A captain, Singleton is now living his childhood dream of flying for a living. He currently flies the Boeing Vertol CH-46 Sea Knight, a transport craft in use since 1964. Introduced in the Vietnam War, the 46, much like one of its pilots, has seen and overcome a lot. Singleton, having graduated at the right time, is actually the last trained pilot on these helicopters. Though adversity constantly tried to intervene, he is now doing what he saw himself doing nearly two decades ago.
“The first thing is you have to have goals and they have to be visible. Write down those goals, put them on your phone, on your desktop. Keep those goals so when times do get hard, you have something to look for and something that you know you are reaching for. If you have that in your heart and that’s what you really want to do, you will do whatever it takes,” he detailed. “For me, it’s my faith that keeps my grounded and helps me reach those things. Then it’s my family and also my friends.”

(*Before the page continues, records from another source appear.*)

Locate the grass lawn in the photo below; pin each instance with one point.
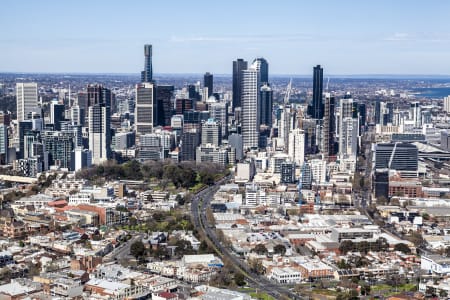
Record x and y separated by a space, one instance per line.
262 296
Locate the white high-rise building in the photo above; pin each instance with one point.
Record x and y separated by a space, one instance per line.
447 104
297 146
416 114
348 139
250 103
100 133
144 108
27 99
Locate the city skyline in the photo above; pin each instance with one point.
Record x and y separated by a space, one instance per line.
405 37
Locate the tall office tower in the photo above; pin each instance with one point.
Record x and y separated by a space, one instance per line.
250 102
261 65
59 146
239 66
208 83
145 109
316 107
265 113
447 104
416 114
211 132
190 140
328 126
164 106
99 133
97 94
25 126
56 115
147 74
235 141
183 105
219 112
297 146
348 138
396 156
3 144
27 98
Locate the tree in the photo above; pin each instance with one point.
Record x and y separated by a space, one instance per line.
239 279
402 248
137 249
260 249
279 249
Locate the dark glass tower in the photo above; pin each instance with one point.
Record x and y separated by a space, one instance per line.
147 74
208 83
263 68
317 107
238 66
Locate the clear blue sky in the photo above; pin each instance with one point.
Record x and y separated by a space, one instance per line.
107 36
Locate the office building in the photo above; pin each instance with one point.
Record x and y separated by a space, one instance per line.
262 66
147 74
219 112
296 148
250 102
328 127
447 104
316 107
97 94
235 141
164 105
59 146
99 133
56 115
288 172
265 114
183 105
27 99
208 83
3 144
239 66
144 109
211 132
416 114
80 158
396 156
190 140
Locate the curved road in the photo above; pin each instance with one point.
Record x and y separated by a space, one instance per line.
201 223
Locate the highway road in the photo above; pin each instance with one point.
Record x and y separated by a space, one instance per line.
198 208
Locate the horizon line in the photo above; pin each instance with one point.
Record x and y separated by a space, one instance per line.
230 74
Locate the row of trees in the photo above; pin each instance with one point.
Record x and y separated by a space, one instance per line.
184 174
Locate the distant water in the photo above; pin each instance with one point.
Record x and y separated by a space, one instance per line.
432 92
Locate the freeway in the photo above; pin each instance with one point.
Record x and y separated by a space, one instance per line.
198 208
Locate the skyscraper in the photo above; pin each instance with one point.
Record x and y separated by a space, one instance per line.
164 105
100 133
56 115
26 97
262 66
297 146
144 110
250 103
208 83
265 114
239 65
316 108
147 74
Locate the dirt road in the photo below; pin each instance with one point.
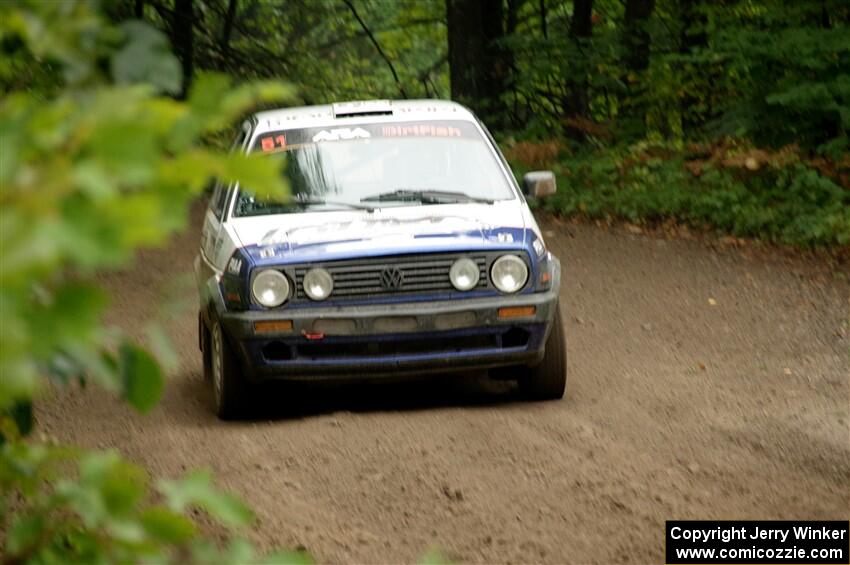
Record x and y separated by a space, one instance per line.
704 383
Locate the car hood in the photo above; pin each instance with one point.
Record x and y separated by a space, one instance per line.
386 230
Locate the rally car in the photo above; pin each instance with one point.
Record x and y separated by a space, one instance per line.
404 247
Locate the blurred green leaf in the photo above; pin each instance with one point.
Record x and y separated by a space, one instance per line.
143 380
145 58
197 490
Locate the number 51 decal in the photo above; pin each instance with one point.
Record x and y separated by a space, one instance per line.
271 143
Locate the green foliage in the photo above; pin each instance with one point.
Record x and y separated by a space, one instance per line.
790 203
95 163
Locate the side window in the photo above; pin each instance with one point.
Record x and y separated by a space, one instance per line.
219 199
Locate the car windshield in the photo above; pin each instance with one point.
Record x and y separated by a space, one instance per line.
378 165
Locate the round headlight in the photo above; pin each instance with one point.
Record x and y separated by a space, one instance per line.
509 273
270 288
464 274
318 284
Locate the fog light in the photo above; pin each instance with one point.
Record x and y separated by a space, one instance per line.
517 311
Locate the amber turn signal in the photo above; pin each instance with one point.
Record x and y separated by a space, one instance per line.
517 311
273 326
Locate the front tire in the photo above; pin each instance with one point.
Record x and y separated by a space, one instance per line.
228 383
548 380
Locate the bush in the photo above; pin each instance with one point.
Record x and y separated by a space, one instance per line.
732 188
91 171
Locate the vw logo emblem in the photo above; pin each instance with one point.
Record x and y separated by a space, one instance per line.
392 278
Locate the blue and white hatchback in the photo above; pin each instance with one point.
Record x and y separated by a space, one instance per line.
406 247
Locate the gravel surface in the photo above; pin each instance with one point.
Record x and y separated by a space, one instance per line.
706 381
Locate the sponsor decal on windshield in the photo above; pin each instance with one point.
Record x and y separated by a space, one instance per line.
276 141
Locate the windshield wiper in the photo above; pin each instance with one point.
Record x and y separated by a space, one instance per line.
321 202
425 197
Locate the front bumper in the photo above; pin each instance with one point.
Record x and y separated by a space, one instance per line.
393 339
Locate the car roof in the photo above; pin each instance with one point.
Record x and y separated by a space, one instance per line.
360 111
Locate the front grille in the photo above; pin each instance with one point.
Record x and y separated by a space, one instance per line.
383 276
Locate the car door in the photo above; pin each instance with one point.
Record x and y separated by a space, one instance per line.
212 234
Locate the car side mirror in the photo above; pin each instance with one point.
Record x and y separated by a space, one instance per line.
538 184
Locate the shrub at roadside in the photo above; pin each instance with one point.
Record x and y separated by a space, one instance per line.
95 163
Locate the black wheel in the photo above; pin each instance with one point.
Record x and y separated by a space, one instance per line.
548 380
204 345
230 391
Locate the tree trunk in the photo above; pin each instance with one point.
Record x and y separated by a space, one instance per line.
543 29
182 39
581 22
575 104
636 39
693 27
466 48
694 36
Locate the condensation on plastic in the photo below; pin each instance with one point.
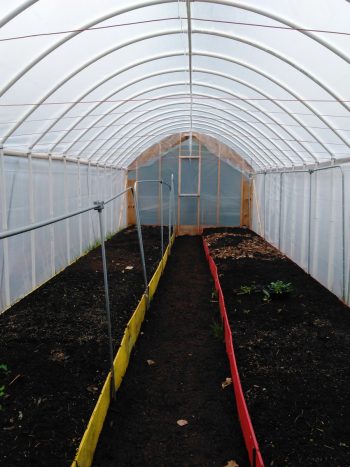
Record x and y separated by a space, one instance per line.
219 203
285 222
53 247
250 83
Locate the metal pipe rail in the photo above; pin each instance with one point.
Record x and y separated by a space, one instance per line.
99 207
310 172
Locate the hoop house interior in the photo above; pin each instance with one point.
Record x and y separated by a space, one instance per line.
182 114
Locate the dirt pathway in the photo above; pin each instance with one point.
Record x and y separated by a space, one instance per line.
181 380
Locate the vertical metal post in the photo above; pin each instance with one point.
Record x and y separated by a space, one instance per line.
52 228
280 211
343 230
264 231
169 221
3 201
91 236
31 217
65 187
161 222
79 206
139 233
174 204
309 229
99 208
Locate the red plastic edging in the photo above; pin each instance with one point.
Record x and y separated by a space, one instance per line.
250 440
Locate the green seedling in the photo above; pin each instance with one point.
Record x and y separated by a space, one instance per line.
246 289
3 370
280 287
218 330
267 296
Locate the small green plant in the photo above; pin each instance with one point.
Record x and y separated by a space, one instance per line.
280 287
3 371
267 296
218 330
276 289
246 289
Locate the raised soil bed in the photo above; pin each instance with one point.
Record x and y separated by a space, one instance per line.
292 352
176 373
54 345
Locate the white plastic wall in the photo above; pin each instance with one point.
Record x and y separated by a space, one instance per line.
34 190
307 216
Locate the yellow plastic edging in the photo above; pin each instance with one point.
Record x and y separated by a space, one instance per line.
89 441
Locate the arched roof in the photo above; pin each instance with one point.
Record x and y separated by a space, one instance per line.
104 80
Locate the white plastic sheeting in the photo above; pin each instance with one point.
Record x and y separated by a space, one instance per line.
37 190
103 80
307 216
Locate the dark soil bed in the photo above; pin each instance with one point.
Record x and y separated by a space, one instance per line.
176 373
54 346
292 351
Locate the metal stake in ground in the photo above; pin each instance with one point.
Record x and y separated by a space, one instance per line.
99 208
161 222
139 234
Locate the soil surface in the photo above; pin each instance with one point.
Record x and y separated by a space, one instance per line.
292 351
171 409
54 351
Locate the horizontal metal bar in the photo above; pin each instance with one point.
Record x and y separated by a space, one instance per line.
118 195
155 181
193 195
37 225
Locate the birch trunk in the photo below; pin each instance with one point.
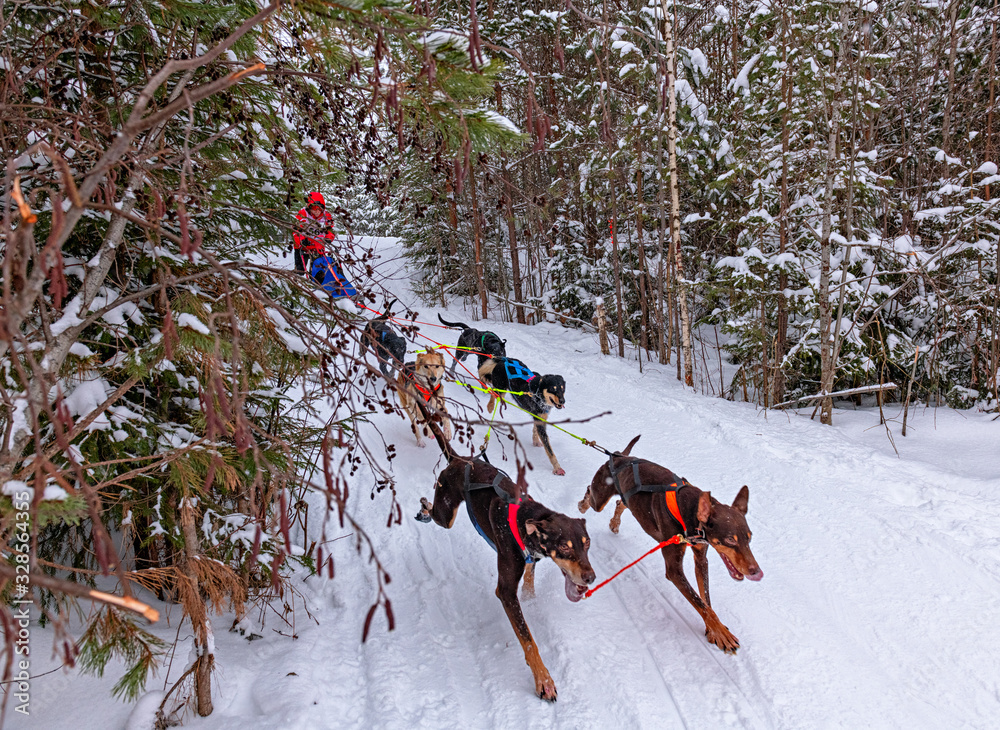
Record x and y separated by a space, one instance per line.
477 242
675 208
827 364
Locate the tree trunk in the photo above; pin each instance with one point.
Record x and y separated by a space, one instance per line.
675 208
662 320
827 364
641 251
515 259
950 100
781 335
616 264
477 246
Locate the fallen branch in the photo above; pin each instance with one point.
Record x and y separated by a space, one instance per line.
69 588
851 391
526 305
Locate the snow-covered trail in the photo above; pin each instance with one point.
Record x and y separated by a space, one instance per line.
882 580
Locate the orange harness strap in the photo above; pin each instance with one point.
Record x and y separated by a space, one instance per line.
671 499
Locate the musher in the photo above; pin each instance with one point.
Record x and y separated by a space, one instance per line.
315 232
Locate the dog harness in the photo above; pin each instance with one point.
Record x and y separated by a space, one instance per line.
517 369
669 491
411 372
512 508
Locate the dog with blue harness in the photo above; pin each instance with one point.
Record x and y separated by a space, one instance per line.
483 344
521 531
389 347
536 394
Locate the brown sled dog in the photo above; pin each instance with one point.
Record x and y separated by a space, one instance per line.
522 532
421 381
666 505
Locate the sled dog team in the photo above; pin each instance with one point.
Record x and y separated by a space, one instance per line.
521 530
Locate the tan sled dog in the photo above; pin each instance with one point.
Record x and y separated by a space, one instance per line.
423 379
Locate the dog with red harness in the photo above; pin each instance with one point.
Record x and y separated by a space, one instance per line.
667 506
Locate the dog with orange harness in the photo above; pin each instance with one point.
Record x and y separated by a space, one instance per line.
667 506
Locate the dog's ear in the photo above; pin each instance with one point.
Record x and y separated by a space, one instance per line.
740 503
704 507
631 443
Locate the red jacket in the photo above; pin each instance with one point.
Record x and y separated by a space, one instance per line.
314 233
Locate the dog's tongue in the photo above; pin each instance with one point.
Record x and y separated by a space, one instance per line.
733 573
573 591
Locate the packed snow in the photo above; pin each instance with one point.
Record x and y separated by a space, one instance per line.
882 580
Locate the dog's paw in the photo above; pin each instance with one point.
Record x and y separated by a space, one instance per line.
546 689
722 638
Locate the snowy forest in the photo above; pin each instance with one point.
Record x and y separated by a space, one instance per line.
789 207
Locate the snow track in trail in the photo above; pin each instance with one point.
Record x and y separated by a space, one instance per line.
882 578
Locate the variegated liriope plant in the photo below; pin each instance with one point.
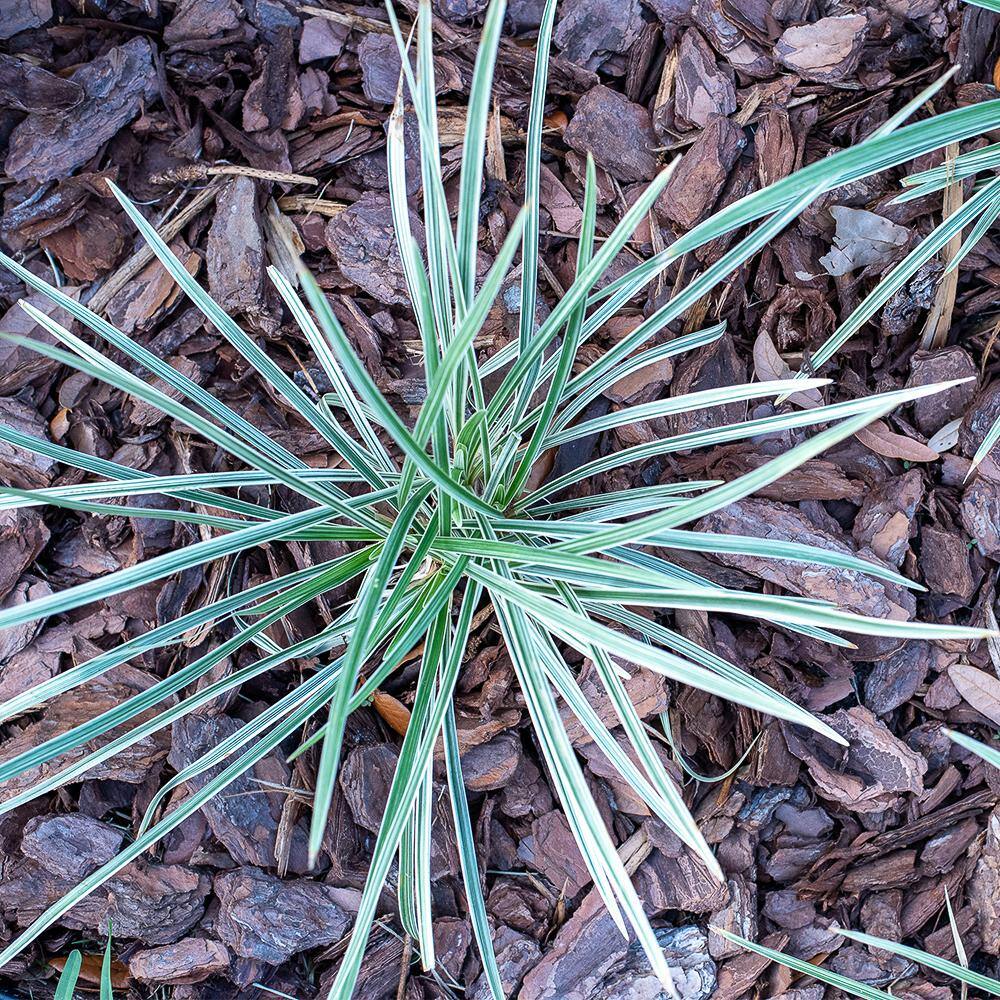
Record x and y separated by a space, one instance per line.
441 521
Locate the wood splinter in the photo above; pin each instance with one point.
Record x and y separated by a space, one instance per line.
191 172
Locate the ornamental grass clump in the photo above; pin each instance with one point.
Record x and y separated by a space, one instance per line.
443 520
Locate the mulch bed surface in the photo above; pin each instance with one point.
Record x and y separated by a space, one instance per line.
166 98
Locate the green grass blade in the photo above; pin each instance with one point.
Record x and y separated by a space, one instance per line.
848 986
986 983
69 976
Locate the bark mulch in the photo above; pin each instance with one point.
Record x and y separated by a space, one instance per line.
246 128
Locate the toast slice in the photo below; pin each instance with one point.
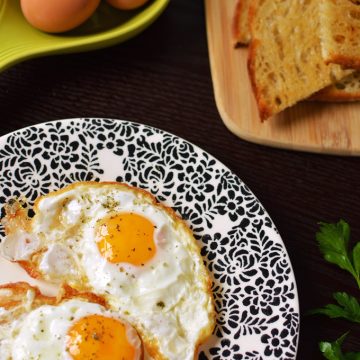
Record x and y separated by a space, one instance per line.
340 32
347 89
285 60
240 23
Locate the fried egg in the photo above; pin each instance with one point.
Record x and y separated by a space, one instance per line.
37 327
118 242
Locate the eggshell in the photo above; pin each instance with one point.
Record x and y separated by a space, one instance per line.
57 15
126 4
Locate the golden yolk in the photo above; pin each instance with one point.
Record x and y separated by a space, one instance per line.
99 337
126 237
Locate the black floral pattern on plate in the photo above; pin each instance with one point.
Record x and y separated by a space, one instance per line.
254 287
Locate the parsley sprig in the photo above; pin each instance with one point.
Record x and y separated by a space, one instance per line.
332 350
348 308
333 240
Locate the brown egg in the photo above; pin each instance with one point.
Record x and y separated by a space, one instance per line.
126 4
56 16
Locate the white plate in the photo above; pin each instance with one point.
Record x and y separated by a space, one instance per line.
254 285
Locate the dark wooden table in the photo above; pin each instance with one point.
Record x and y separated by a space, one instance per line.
162 78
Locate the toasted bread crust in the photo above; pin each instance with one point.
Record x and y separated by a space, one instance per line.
264 111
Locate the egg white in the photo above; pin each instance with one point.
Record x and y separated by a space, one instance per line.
168 299
41 333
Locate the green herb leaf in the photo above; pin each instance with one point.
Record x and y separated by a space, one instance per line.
332 351
333 241
349 308
356 259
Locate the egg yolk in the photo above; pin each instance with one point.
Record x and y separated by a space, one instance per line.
126 237
99 337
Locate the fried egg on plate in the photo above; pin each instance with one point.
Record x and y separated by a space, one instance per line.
118 242
35 327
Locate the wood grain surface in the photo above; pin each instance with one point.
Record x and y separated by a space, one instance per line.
162 78
308 126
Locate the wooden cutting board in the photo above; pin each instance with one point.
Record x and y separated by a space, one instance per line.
332 128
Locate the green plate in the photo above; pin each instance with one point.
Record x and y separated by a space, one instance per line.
20 41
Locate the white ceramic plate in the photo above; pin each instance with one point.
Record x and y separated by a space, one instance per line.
254 285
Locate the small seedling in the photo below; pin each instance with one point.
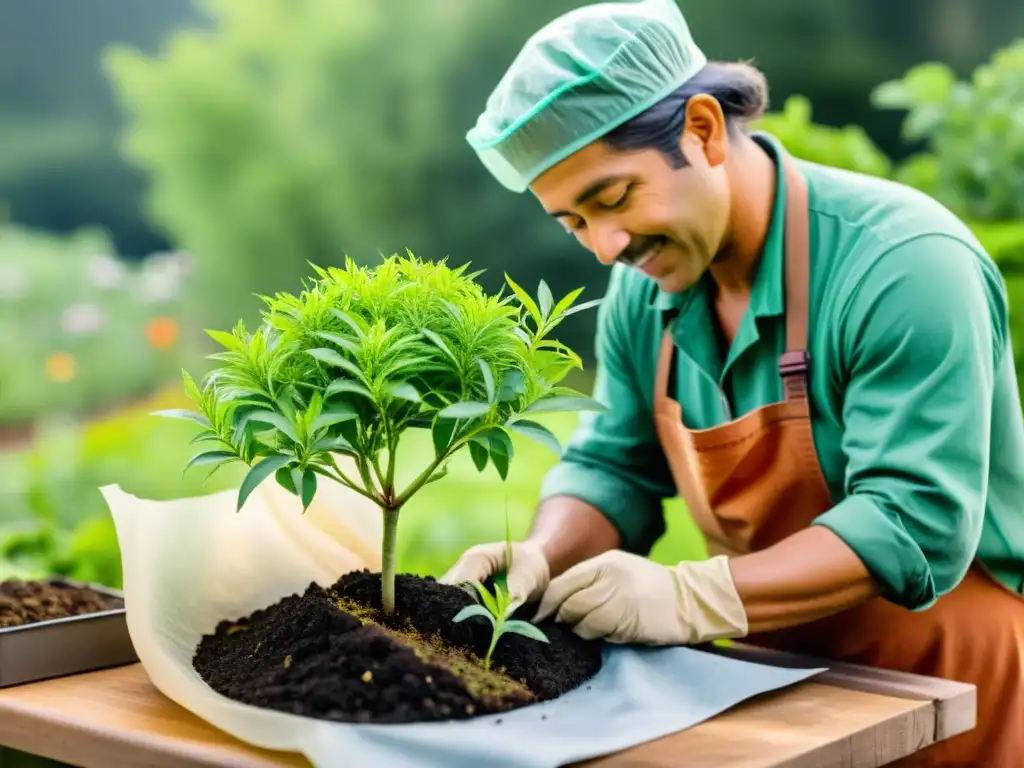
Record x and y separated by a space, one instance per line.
497 608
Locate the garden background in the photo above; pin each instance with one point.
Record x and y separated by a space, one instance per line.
164 163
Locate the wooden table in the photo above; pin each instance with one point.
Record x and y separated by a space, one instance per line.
849 717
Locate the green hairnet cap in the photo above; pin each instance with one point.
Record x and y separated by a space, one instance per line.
578 78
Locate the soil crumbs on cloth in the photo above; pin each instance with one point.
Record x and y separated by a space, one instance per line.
333 654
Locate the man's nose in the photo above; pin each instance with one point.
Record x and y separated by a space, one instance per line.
607 243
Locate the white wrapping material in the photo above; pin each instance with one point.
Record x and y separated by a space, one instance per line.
190 563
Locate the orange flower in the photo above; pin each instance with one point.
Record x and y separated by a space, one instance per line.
61 367
161 333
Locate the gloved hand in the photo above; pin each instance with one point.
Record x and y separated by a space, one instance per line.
525 582
625 598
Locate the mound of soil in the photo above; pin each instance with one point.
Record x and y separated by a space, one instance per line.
28 602
331 653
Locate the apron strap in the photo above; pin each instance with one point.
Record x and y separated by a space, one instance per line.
794 364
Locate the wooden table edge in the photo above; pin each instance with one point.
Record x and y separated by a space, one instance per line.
951 708
955 702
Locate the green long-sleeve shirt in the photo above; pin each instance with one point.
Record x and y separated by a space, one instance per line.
915 412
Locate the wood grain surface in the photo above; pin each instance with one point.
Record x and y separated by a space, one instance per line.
117 718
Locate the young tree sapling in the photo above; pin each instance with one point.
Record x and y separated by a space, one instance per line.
363 354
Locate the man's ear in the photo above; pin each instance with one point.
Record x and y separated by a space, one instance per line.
705 131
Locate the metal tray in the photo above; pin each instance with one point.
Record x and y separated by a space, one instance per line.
66 646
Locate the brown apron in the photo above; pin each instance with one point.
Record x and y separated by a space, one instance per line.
756 480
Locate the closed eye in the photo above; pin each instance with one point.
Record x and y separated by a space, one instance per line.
614 206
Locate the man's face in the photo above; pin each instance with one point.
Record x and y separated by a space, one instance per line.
634 207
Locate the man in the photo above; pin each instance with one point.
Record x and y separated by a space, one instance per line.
817 361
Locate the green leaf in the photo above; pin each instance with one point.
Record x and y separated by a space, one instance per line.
499 441
545 298
439 343
465 410
501 462
473 610
206 434
210 457
486 598
333 443
286 480
342 341
539 433
339 386
478 454
526 301
403 390
441 434
438 474
332 357
566 301
582 307
308 488
334 415
518 627
513 385
258 473
550 404
183 415
345 317
275 420
488 379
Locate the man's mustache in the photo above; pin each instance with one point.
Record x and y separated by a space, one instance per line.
637 249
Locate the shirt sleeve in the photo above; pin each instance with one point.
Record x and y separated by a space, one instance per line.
613 460
920 342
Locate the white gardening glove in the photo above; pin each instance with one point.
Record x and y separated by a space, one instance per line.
626 598
526 581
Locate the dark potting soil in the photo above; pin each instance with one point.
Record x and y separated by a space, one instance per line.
306 655
25 602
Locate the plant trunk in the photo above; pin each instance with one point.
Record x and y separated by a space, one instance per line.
388 558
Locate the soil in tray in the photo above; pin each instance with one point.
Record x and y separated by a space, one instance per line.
25 602
333 654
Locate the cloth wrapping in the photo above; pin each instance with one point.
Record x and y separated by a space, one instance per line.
189 563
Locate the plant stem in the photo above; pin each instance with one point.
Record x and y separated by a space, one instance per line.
388 550
425 474
494 641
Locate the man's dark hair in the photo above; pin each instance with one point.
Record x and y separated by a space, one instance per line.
738 87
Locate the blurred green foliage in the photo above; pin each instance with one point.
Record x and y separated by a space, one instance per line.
80 329
264 150
849 147
974 133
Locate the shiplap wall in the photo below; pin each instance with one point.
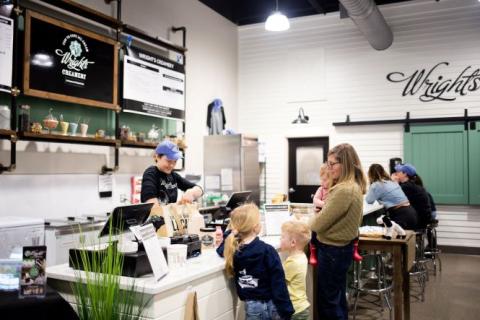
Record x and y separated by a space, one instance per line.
425 33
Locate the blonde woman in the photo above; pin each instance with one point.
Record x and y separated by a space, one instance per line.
255 267
336 228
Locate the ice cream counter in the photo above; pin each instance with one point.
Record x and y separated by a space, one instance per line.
167 298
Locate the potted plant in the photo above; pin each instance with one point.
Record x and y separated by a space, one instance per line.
97 290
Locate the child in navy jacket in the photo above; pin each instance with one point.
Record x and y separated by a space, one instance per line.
255 266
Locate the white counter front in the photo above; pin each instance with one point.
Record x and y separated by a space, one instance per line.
167 297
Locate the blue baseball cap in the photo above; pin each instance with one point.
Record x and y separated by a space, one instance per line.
169 149
406 168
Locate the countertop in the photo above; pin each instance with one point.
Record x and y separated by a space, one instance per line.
205 264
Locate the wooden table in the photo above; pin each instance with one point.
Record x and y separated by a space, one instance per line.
403 252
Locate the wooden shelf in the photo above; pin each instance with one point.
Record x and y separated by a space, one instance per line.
6 134
65 139
136 144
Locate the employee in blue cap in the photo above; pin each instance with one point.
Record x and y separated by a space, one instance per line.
160 183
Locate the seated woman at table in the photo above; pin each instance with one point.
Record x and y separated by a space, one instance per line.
390 194
406 175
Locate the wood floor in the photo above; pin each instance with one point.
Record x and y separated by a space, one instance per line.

Singleton’s story is one still being written. His military career ahead of him, he also still hopes to one day be an astronaut — another childhood fascination. He stands today as a testament to the human spirit, the quintessential example of how nothing should keep you from reaching for the stars. He believes, he may even be more than that.
“I feel like you can’t have a testimony without a test. This is my test,” he added. “Hopefully God is using me as a guiding light for other people to let them know that it doesn’t matter what you face in life you can overcome it and be what God intended you to be.”
Defined by his fight, but also by his faith, Singleton credits one person in particular for his steadfast beliefs.
“Although she didn’t always make the strongest decisions, my mom laid a strong foundation. She taught me how to pray and that was the main thing that got me through most of my life.”
After being addicted to drugs for most of his life, Singleton’s mother has been clean for four consecutive years and is “doing great”. For all that mom taught son, Zerbin’s example has been reciprocated with the person he loves most.
Singleton’s story is an unfathomable one. Its basic theme, though, is no novel tone. Man has always been captivated by the heavens. From Alaska to Georgia, from hell and back, Singleton has constantly looked to the skies. Living the life he, not misfortune, decided, Singleton’s head is completely in the clouds. His heart is firmly there too.